Définition de l’invention

L’invention est une idée qui apporte une solution à un problème donné relevant du domaine de la technique. L’Accord distingue deux types d’inventions :

l’invention de produit : elle consiste en un objet matériel qui se distingue par les caractéristiques de sa constitution, notamment par sa composition, sa structure ou sa forme. Exemple : une prothèse de genoux.

l’invention de procédé : il s’agit de tout facteur ou agent qui conduit à l’obtention d’un résultat ou d’un produit. Exemple : un procédé de fabrication des médicaments.

Selon l’Accord de Bangui, le brevet est un titre délivré pour protéger une invention.  Il confère à son titulaire un droit exclusif d’exploitation de l’invention qui en est l’objet pour une durée déterminée.

Dans l’espace OAPI tout comme dans la plupart des Offices de propriété industrielle, le brevet garantit à son titulaire la protection de l’invention pour une durée limitée à vingt ans sous réserves pour lui de payer la taxe de maintien en vigueur chaque année[1].

Pour bénéficier de la protection par le brevet, l’invention doit remplir certaines conditions[2] :

  • Elle doit être nouvelle[3] c’est-à-dire qu’elle ne doit jamais avoir été divulguée.  Dès lors, ce qui est déjà connu ne peut être considéré comme une invention. La nouveauté a un caractère absolu, ce qui signifie que l’invention en cause ne doit avoir été déjà réalisée nulle part à travers le monde. Il faut noter que la nouveauté est détruite par tout fait de nature à rendre l’invention accessible au public[4].
  • Elle doit impliquer une activité inventive : l’invention est considérée comme impliquant une activité inventive si elle ne découle pas de manière évidente de l’état de la technique. Le critère de l’évidence et de la non évidence est apprécié au regard de l’homme du métier[5], c’est-à-dire une personne ayant des connaissances et une habileté moyenne. De nombreux indices ont été dégagés par la jurisprudence pour apprécier l’activité inventive. Exemples : un résultat surprenant ou inattendu, un progrès technique important, etc.
  • Elle doit être susceptible d’application industrielle[6] : une invention est susceptible d’application industrielle si son objet peut être fabriqué ou utilisé dans tous genres d’industries. L’industrie doit être comprise au sens large. Elle intègre l’artisanat, l’agriculture, la pêche et les services, etc.

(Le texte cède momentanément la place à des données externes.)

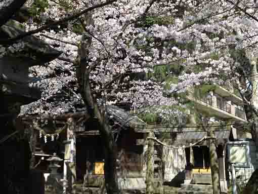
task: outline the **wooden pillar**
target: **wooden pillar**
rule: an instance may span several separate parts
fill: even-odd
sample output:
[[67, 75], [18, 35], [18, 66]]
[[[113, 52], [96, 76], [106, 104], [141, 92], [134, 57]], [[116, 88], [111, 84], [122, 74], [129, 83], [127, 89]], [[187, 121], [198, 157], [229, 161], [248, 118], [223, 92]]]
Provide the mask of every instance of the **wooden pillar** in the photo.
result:
[[193, 178], [193, 167], [194, 165], [194, 160], [193, 158], [193, 150], [192, 147], [189, 147], [185, 149], [186, 158], [186, 166], [185, 178], [184, 180], [184, 184], [190, 184]]
[[[149, 137], [154, 137], [152, 132], [149, 133]], [[147, 154], [147, 172], [146, 172], [146, 194], [153, 194], [154, 183], [154, 142], [152, 139], [148, 140], [148, 149]]]

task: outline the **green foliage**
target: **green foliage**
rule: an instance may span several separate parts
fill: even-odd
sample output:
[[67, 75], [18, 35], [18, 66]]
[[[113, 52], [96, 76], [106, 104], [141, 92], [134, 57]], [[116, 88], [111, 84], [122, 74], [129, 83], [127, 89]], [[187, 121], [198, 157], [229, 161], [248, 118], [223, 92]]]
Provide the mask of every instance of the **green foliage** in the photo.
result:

L’invention ne doit pas être confondue avec la découverte scientifique qui est la révélation d’un phénomène préexistant dans la nature mais jusque là méconnu du public. Exemple : la découverte au siècle dernier de l’électricité statique n’est pas une invention.

Deux points essentiels relatifs au brevet méritent d’être soulevés : la copropriété et les inventions de salariés.

La copropriété du brevet et les inventions de salariés

Une invention est en général l’œuvre d’une personne. Mais plusieurs personnes peuvent réaliser une invention en commun. Dans cette hypothèse, le droit au brevet leur appartient en commun[7]. Il en est de même des héritiers, cessionnaires du droit au brevet par voie successorale.[8] L’Accord n’organise pas un régime spécifique de la copropriété des brevets[9]. C’est donc le droit commun de la copropriété des biens corporels qui a vocation à s’appliquer en cette occurrence.

Les inventions de salariés sont, quant à elles, les inventions réalisées par les salariés[10] du secteur privé ou public dans le cadre ou en dehors de leurs missions.

Lorsqu’elle est réalisée par le salarié en exécution d’un contrat de travail, on parle d’invention de mission. Ici, l’invention appartient en principe à l’employeur[11]. L’Accord de Bangui de 1999 reconnaît cependant au salarié auteur d’une invention de mission le droit à une rémunération supplémentaire qui s’ajoute à son salaire normal si l’importance de l’invention est très exceptionnelle[12].

Lorsqu’elle est réalisée par le salarié en dehors du contrat de travail mais avec les données et moyens mis à sa disposition par l’employeur, on parle d’invention hors mission. Dans ce cas, l’employé a droit à une rémunération qui tienne compte de l’importance de l’invention brevetée. A défaut d’entente, l’Accord donne aux tribunaux le pouvoir de fixer la rémunération.

L’employeur peut renoncer de manière expresse au brevet et le brevet revient dès lors de plein droit à l’employé.


[1] V. art.4 de l’Annexe I de l’ABR, lire aussi cass. com du 17 oct. 1995 Ann.1996 p.1, obs. Mathely.

[2] Sur les conditions de brevetabilité, lire Albert Chavanne et Jean Jacques Burst, Droit de la propriété industrielle, 3e éd. Dalloz 1990, p. 30 et s.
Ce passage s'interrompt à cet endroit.